By Kip Tabb | Outer Banks Voice on June 17, 2020
The original Cotton Gin in Jarvisburg burned down in a massive blaze last October. There’s not much left of it now, just a building on the north end that was the least damaged. Work is now underway to save that one section of an iconic piece of Currituck history as the process of working toward an eventual re-opening begins.
“It’s been pretty challenging because that was pretty bad fire. It’s next spring at best,” Tommy Wright, owner of the Cotton Gin said, referring to a re-opening.
The first step is cleaning up the site, a project that involved considerable time and significant expense. At their June 15, meeting, the Currituck County Commissioners voted unanimously to authorize an economic incentive grant of $16,300 to offset the cost of cleaning up the site.
“There was trash and debris that had to be removed,” Larry Lombardi, Economic Development Director for the county said. “And so, there were tipping fees involved.”
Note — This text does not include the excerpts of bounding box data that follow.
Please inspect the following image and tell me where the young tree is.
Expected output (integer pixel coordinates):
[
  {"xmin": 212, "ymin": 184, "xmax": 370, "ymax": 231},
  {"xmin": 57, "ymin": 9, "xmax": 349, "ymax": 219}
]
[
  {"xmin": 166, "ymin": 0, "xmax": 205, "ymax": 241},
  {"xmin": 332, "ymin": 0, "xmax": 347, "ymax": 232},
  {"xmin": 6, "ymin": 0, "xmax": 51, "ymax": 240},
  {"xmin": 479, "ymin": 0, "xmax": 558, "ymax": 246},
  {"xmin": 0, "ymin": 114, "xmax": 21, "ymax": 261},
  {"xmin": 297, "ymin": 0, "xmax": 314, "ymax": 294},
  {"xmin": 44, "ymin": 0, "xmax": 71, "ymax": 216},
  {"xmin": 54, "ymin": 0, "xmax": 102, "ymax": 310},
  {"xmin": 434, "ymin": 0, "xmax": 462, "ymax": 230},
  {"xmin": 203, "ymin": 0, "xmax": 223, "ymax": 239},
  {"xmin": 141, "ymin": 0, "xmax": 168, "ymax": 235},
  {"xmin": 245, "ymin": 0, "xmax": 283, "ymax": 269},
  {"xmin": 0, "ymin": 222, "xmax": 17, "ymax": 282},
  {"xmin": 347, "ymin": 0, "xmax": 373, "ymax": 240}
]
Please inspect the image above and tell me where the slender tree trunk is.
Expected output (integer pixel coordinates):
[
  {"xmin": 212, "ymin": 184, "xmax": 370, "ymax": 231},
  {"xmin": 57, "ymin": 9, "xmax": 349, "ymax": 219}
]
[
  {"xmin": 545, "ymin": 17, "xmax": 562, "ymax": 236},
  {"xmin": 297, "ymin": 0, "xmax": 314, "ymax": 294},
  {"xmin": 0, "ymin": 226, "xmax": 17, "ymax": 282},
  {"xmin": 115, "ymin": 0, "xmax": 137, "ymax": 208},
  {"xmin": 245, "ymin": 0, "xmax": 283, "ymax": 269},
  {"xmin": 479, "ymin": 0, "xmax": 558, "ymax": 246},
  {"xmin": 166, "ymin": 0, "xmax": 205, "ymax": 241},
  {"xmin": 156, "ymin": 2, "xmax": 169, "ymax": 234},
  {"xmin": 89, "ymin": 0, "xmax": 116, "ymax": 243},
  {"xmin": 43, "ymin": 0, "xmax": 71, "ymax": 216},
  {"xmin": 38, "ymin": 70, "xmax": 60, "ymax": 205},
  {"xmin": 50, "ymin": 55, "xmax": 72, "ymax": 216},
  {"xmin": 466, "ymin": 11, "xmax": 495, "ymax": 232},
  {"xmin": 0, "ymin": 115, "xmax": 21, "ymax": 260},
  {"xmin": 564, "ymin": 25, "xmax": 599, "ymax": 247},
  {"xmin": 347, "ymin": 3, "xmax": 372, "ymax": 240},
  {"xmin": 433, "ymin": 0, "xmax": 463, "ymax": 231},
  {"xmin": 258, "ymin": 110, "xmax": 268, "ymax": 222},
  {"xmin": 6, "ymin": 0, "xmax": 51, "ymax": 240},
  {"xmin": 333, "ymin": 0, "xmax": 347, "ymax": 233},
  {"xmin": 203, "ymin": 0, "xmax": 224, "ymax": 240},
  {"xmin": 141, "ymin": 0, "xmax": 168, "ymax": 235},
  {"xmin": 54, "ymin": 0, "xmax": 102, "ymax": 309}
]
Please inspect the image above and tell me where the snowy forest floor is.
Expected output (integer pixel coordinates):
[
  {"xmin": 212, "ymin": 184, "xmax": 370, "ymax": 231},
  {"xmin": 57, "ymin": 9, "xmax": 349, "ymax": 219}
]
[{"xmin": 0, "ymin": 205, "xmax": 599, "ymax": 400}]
As Lombardi explains, in the past, companies in the same situation would have asked to have their tipping fees waived, but the Wright family cleaned the site and paid for the removal of the debris. He said the grant is meant to help move the rebuilding effort forward and hopefully regain the jobs that were lost because of the fire.
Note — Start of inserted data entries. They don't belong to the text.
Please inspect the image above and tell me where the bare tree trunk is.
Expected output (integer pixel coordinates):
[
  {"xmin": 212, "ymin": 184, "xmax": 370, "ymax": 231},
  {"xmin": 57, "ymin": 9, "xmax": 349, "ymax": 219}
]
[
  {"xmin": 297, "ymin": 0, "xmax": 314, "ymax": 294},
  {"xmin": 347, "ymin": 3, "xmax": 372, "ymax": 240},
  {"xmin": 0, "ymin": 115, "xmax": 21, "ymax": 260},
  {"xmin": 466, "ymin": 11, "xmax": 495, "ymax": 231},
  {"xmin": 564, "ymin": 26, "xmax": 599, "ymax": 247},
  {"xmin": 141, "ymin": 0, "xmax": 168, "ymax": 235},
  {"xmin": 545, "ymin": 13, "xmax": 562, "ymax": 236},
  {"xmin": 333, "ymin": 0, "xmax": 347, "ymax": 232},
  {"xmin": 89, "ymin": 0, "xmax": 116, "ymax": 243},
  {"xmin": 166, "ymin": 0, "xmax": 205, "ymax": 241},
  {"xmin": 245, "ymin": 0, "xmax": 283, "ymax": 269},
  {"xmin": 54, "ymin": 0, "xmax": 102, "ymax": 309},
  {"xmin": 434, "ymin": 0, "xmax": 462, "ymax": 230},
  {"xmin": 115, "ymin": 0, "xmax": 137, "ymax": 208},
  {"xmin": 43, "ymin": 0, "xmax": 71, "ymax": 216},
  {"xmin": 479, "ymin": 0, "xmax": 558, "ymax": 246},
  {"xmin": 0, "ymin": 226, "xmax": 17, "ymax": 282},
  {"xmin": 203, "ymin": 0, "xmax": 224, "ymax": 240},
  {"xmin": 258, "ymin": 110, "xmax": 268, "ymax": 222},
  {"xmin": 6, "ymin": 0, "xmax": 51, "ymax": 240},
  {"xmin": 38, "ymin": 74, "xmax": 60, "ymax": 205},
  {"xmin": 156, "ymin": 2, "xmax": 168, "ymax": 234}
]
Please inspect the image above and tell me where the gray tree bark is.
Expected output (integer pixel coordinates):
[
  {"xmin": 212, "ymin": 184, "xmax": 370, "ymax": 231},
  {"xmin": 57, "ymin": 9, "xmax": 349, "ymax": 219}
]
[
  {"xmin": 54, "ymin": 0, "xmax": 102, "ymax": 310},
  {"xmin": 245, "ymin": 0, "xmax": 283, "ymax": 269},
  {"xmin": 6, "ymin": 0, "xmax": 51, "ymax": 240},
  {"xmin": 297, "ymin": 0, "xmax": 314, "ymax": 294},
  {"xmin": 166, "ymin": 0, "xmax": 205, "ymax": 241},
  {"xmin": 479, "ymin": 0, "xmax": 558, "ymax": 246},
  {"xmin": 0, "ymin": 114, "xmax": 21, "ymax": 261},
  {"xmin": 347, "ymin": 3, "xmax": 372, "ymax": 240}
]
“There were thirty-four jobs they had prior to the fire, so they’ll be bringing back those jobs,” Lombardi said, adding that for the county, the grant was an important investment in workplace experience as well as jobs.
It is unclear what the new Cotton Gin will look like. The surviving structure on the north end will be a part of it, with local architect Chris Nason helping to preserve it. Beyond that, though, everything is still in the planning stages.
“We’re working on another building, but not with the same architect.” This architect “does buildings for out in the country or a rural area,” Wright said.
Whatever the design of the new building, it will not be the original Cotton Gin. That building was a rambling world of multiple levels, but not quite a two-story structure. On each level, in nooks and crannies, there was something new to be discovered — a book that had been out of print for five years; a classic iron skillet; a room filled with Christmas sweaters.
That feeling cannot be recaptured, Wright said. “Whatever it is…it’s going to be pretty hard to have that magic. That was an accumulation of like thirty or forty years of winters.”
The new Cotton Gin will also have to reflect the current realties of retail. That original store, with its rambling world of discovery, created its own mystique. But increasingly brick and mortar — and wooden — stores are finding it difficult to compete against online services. As Wright explains, whatever replaces the original building will have to reflect the new reality.
“The buildings could have some food. They could have places for people to meet and events in the future,” he said. “I’d like to do something magical about retail but …retail is really hard and if I had some easy answer, obviously we would be looking at something new or different.”
Yet in spite of the difficulties, rebuilding the Cotton Gin is moving forward. And as Wright notes, after more than 50 years in business, there is a large community waiting for it to rise from the ashes.
“There seems to be a lot of communal interest that something be brought back,” he said. “People have that memory of what it was.”